Greene was able to identify himself on the global family tree at familysearch.org. and says he found that exhilarating. He believes that he is able to find a family relation between nearly everyone. “Within 10 generations, at least half of everyone in this room will find a [family] connection,” Greene says.
While not everyone wants to find a way to be connected to everyone, some good resources for finding family history include: family Bibles, newspapers, U.S. censuses, birth and death certificates, tombstones, obituaries, church directories, genealogy websites, family history centers and public libraries.
Looking Into the Past
Marcelle Hobbs, a board member at the CFGS and Maitland resident, says her motivation for getting involved with the society was to learn more about her own family.
“My mom was from France, my dad was Armenian and I wanted to know how I fit in,” she says. “Years ago, when I was a little girl, before my grandfather passed away, I asked him about his past. He mentioned that it was something that was too painful that he didn’t want to talk about.”
She found out that her grandfather and his brother were the only survivors in their family in an invasion of the Armenians by the Turks. Hobbs learned this information when she was just 10 years old and it stuck with her enough that she continued to learn about the massacre not from her history classes in school, but through her own research. “It’s something I wanted to take upon myself to delve into. It’s been a most rewarding and exciting experience,” she says.

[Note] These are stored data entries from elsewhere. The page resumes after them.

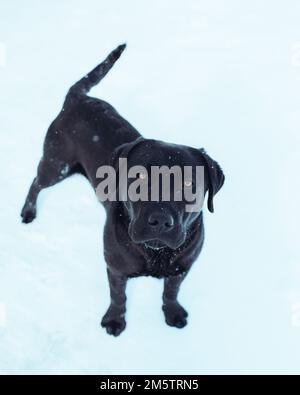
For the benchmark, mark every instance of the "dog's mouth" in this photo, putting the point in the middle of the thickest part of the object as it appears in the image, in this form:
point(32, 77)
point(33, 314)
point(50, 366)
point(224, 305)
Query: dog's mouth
point(155, 244)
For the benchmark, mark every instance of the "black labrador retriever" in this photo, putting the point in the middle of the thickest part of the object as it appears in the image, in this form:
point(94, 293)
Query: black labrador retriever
point(141, 238)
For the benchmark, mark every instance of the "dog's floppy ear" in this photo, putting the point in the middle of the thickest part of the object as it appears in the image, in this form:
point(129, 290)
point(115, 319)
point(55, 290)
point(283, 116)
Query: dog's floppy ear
point(216, 178)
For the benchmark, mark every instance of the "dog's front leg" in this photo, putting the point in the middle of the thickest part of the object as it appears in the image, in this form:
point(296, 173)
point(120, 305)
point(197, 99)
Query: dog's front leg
point(114, 319)
point(174, 313)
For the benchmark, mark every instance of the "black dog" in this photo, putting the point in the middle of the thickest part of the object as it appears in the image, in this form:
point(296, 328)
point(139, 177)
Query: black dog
point(160, 238)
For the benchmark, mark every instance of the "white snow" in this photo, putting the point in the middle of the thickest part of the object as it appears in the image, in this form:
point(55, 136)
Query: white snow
point(224, 75)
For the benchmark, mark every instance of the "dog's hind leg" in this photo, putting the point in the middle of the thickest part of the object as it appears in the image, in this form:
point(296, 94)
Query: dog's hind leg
point(50, 172)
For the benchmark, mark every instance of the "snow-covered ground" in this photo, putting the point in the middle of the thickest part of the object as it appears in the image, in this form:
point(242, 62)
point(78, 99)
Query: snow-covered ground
point(222, 74)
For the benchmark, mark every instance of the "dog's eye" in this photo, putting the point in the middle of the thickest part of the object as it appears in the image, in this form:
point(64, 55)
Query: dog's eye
point(142, 176)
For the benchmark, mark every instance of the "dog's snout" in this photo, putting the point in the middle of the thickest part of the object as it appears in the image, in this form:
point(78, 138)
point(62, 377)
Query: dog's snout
point(161, 222)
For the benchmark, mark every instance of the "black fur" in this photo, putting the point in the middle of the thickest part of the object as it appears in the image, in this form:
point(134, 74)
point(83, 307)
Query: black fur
point(89, 133)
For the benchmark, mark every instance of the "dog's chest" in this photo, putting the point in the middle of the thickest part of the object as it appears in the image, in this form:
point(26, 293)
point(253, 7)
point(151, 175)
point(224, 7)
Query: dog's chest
point(161, 263)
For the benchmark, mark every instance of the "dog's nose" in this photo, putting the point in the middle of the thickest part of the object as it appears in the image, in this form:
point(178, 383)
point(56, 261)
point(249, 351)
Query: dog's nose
point(161, 222)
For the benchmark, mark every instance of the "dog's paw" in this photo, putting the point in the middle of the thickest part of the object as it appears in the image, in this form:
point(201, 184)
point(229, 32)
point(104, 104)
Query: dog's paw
point(113, 323)
point(28, 214)
point(175, 315)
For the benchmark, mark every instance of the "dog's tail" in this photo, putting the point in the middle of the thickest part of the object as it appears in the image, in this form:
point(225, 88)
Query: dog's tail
point(83, 86)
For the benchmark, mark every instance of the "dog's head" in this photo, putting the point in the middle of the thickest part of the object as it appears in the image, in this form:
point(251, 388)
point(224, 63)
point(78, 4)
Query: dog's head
point(154, 220)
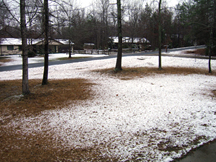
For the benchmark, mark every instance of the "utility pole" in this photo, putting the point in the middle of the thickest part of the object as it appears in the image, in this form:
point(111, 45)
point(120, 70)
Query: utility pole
point(159, 32)
point(25, 85)
point(119, 56)
point(46, 45)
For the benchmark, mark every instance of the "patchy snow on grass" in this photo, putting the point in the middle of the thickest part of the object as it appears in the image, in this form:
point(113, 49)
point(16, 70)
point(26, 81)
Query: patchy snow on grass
point(154, 118)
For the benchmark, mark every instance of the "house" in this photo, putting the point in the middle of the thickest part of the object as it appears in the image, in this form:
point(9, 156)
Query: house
point(10, 46)
point(127, 42)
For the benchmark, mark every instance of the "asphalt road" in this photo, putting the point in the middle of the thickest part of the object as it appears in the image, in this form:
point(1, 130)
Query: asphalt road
point(34, 65)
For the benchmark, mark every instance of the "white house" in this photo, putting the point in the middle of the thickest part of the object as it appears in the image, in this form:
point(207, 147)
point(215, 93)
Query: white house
point(14, 45)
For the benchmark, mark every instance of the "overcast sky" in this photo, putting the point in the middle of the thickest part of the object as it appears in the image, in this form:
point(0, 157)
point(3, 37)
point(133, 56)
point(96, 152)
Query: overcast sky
point(86, 3)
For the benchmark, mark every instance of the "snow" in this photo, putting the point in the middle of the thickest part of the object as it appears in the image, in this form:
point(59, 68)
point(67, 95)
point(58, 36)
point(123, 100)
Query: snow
point(143, 117)
point(17, 59)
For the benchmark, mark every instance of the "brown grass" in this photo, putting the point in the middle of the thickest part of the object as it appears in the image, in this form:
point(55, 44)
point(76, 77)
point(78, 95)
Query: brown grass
point(57, 94)
point(131, 73)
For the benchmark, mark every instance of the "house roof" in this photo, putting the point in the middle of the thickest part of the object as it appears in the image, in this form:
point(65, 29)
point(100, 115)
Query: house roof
point(18, 41)
point(129, 40)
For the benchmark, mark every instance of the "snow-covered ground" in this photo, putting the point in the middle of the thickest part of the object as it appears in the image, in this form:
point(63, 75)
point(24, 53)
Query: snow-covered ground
point(155, 118)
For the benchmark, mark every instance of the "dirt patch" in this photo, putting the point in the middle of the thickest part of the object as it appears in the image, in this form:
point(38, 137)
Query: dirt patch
point(132, 73)
point(57, 94)
point(15, 146)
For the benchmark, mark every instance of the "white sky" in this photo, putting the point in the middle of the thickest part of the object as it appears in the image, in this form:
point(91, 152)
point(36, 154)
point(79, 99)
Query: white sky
point(86, 3)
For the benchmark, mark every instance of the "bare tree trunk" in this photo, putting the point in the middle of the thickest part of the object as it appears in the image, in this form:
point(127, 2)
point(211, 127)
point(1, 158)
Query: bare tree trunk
point(119, 57)
point(25, 85)
point(159, 32)
point(46, 46)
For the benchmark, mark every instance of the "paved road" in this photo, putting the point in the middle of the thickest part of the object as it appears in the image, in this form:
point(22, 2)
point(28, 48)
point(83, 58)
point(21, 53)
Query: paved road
point(205, 153)
point(34, 65)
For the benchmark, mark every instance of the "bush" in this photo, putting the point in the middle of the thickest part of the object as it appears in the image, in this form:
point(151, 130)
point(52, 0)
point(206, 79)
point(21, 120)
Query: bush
point(31, 54)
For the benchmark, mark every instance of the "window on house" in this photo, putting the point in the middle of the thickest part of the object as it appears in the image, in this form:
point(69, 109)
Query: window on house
point(20, 48)
point(10, 47)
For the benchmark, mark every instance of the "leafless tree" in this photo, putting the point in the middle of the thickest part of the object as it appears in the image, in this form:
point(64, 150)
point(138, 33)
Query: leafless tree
point(46, 46)
point(25, 85)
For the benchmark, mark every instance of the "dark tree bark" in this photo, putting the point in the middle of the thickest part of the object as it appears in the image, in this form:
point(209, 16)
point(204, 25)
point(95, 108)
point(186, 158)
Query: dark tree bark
point(119, 56)
point(46, 45)
point(159, 32)
point(25, 85)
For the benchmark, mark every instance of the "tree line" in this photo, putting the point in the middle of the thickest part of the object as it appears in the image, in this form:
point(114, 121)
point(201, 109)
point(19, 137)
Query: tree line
point(181, 25)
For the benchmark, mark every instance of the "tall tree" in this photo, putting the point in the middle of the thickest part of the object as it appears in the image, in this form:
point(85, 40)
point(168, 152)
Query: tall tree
point(46, 45)
point(25, 85)
point(159, 32)
point(119, 56)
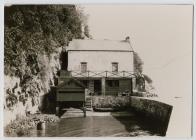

Resources Available in the Present
Hobbs says finding out more about your family tree can be as easy as typing a relative’s name into Google. By doing this, she found out her grandfather was an M.D. in Chattanooga, Tennessee. “Statistics say four or five percent of the information is online.”
If you don’t know where to go from there, members of CFGS offer guidance by volunteering at the family center at The Church of Jesus Christ of Latter-day Saints located on Par Street. There are also family centers at other Central Florida church locations. Although the society is not affiliated with the church, the family center is open to the public and either a member of the church or one of the society’s volunteers can help you navigate familysearch.org and ancestry.com. You can also look at microfilm and make copies of any information you find. Hobbs has used information gathered at these centers to fill in her family tree too.
Through her work with CFGS, Hobbs has not gotten all her questions answered, which is why continues to research her family. She commits time each week to the process in the hopes of finding out even more about who she is and what paths her family traced before her. She encourages others to do the same to open the door and find out who they are. “Studying genealogy helps you to understand you better,” she says.
Sharing With the Future
During her search, Hobbs has collected family documents like birth and death certificates from her mother’s relatives that date back centuries. The only thing is, they’re written in French. To preserve these items for her children she has started translating them, and she keeps the fragile papers safe in plastic page protectors.
Through the years, Hobbs also learned a lot from her mother about her experiences in Paris during the World War I era. They took classes together to learn how to write memoirs too. In addition to writing historical fiction for the society, Hobbs also has documented stories of her own past with the help of her mother. She already has about 30 or 40 stories in her collection. For Hobbs, her writing has allowed her to “put bones on the skeletons” in a sense. And as a leader at CFGS, she will continue to preserve her past for future generations and help others to do the same.